Your doctor can help you determine which procedure is right for you. The choice usually depends on the severity of your symptoms.
For people with heart failure that hasn’t been successfully managed by other treatments, a left ventricular assist device can be surgically implanted to help blood circulate through the body. This mechanical device takes over the left ventricle’s job of continuously pumping blood to the body. It can be implanted permanently, or temporarily for people awaiting a heart transplant.

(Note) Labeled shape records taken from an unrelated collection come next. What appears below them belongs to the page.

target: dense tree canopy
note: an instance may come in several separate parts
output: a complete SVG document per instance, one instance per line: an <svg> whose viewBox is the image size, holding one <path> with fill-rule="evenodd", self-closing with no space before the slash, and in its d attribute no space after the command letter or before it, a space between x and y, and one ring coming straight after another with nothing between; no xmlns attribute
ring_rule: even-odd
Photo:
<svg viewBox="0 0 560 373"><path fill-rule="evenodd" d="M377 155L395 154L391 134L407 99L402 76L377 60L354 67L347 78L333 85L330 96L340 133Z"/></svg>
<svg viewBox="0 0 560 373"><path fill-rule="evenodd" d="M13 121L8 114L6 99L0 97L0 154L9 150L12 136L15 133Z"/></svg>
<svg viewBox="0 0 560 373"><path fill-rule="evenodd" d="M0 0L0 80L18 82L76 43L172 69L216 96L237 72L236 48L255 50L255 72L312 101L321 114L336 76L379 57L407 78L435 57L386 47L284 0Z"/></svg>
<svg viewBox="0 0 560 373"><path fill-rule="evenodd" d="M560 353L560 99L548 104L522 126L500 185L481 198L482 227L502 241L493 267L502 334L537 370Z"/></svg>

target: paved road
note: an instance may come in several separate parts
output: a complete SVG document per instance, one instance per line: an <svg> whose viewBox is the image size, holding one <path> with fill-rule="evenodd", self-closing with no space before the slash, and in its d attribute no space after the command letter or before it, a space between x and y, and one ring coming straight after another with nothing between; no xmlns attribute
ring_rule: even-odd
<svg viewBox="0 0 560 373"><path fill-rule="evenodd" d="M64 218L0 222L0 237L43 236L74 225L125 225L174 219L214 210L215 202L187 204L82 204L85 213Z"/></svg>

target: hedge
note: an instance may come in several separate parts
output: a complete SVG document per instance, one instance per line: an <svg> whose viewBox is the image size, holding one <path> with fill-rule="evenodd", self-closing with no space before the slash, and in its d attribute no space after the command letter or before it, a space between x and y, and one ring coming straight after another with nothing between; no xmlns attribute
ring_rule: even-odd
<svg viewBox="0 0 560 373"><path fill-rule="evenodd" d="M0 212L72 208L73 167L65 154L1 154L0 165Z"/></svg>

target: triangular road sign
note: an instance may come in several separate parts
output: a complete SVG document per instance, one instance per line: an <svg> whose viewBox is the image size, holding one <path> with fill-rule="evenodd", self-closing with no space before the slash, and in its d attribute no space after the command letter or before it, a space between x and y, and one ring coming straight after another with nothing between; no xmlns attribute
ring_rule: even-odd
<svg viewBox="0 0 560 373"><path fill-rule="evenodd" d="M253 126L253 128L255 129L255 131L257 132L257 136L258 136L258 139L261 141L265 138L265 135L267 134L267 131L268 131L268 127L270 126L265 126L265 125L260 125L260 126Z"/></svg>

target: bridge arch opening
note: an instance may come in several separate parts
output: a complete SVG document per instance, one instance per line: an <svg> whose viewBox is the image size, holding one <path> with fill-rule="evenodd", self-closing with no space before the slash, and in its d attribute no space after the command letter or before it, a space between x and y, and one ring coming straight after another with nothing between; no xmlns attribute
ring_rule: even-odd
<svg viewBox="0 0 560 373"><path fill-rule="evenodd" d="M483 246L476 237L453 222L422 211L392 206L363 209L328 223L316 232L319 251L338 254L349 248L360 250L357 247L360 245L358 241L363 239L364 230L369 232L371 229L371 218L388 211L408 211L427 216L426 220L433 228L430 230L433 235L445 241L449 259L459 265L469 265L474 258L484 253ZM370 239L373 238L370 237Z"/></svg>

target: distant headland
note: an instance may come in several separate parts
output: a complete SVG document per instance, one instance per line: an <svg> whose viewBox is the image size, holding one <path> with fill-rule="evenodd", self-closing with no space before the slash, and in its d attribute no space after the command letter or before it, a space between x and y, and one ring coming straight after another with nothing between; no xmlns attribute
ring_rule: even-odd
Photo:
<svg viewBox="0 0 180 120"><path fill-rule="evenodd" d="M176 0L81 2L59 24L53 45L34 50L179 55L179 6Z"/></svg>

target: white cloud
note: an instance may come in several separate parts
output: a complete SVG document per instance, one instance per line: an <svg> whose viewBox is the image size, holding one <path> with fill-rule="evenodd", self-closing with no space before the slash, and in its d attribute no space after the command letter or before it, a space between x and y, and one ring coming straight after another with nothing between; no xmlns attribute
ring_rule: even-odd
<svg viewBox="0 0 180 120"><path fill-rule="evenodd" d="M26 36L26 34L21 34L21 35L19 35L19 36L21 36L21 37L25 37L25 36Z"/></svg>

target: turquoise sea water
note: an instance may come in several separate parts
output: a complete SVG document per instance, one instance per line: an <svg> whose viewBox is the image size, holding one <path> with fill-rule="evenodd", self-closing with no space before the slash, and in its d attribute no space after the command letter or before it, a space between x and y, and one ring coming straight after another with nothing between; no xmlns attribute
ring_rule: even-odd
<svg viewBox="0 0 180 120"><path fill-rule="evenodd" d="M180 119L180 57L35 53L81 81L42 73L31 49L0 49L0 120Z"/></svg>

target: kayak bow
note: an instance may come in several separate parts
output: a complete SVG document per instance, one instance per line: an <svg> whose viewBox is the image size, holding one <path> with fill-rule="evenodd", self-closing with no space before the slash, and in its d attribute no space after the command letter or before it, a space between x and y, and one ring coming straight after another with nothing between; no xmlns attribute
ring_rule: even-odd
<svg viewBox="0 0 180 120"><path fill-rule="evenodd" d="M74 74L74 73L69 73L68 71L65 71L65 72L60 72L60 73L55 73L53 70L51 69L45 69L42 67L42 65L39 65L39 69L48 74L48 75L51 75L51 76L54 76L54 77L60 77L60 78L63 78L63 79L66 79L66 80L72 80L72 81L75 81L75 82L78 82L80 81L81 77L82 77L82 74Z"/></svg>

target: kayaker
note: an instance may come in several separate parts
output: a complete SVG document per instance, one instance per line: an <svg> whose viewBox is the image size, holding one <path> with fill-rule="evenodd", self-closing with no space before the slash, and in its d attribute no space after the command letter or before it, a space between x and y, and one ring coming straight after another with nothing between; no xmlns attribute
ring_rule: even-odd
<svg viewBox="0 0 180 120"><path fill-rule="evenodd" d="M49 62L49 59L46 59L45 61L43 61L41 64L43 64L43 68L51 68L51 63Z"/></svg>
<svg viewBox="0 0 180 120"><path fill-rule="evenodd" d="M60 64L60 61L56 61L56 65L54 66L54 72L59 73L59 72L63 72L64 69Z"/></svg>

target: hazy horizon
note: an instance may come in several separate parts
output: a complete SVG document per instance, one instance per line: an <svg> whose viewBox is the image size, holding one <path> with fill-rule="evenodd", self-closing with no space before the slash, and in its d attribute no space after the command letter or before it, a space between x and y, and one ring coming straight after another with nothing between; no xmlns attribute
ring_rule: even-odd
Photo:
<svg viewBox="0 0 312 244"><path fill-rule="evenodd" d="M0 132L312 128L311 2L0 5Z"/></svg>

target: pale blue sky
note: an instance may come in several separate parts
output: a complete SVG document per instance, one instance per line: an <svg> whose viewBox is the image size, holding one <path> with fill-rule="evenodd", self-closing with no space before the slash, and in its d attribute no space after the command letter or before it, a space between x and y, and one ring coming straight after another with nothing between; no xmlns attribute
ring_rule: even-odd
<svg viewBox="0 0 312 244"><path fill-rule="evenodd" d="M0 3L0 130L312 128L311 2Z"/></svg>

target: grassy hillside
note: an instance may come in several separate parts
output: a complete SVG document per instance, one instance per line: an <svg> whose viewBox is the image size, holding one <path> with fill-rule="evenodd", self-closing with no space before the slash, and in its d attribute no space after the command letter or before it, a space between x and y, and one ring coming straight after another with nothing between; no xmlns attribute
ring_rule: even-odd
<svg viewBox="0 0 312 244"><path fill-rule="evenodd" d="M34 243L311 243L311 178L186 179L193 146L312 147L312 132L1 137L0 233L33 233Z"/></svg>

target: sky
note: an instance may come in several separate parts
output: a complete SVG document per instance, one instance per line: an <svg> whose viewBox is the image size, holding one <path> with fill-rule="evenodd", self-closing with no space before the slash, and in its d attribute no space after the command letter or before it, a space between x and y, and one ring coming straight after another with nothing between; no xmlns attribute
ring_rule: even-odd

Our cardiac surgeons implant this device during open heart surgery, in which a large incision is made in the chest, and the sternum, or breastbone, is opened with surgical tools. A heart–lung machine performs the work of these organs during the procedure, so the heartbeat can be stopped to allow for surgery.
After surgery, you typically remain in intensive care for several days so you can be monitored. After you return home, your doctor may advise not driving for up to two weeks and not lifting anything heavier than 10 pounds for up to 6 weeks.
If heart failure has progressed to the point that your heart can no longer function without medical assistance, you may be a candidate for a heart transplant. In this surgery, doctors remove a severely diseased and failing heart and replace it with a healthy heart from a donor.
Doctors at NYU Langone are board certified in advanced heart failure and transplant cardiology and can perform a heart transplant evaluation, if appropriate.
Postprocedure treatment begins as soon as you are stable. A Rusk Rehabilitation physiatrist—a doctor who specializes in rehabilitation medicine—partners with your heart surgeon and cardiologist to oversee your recovery.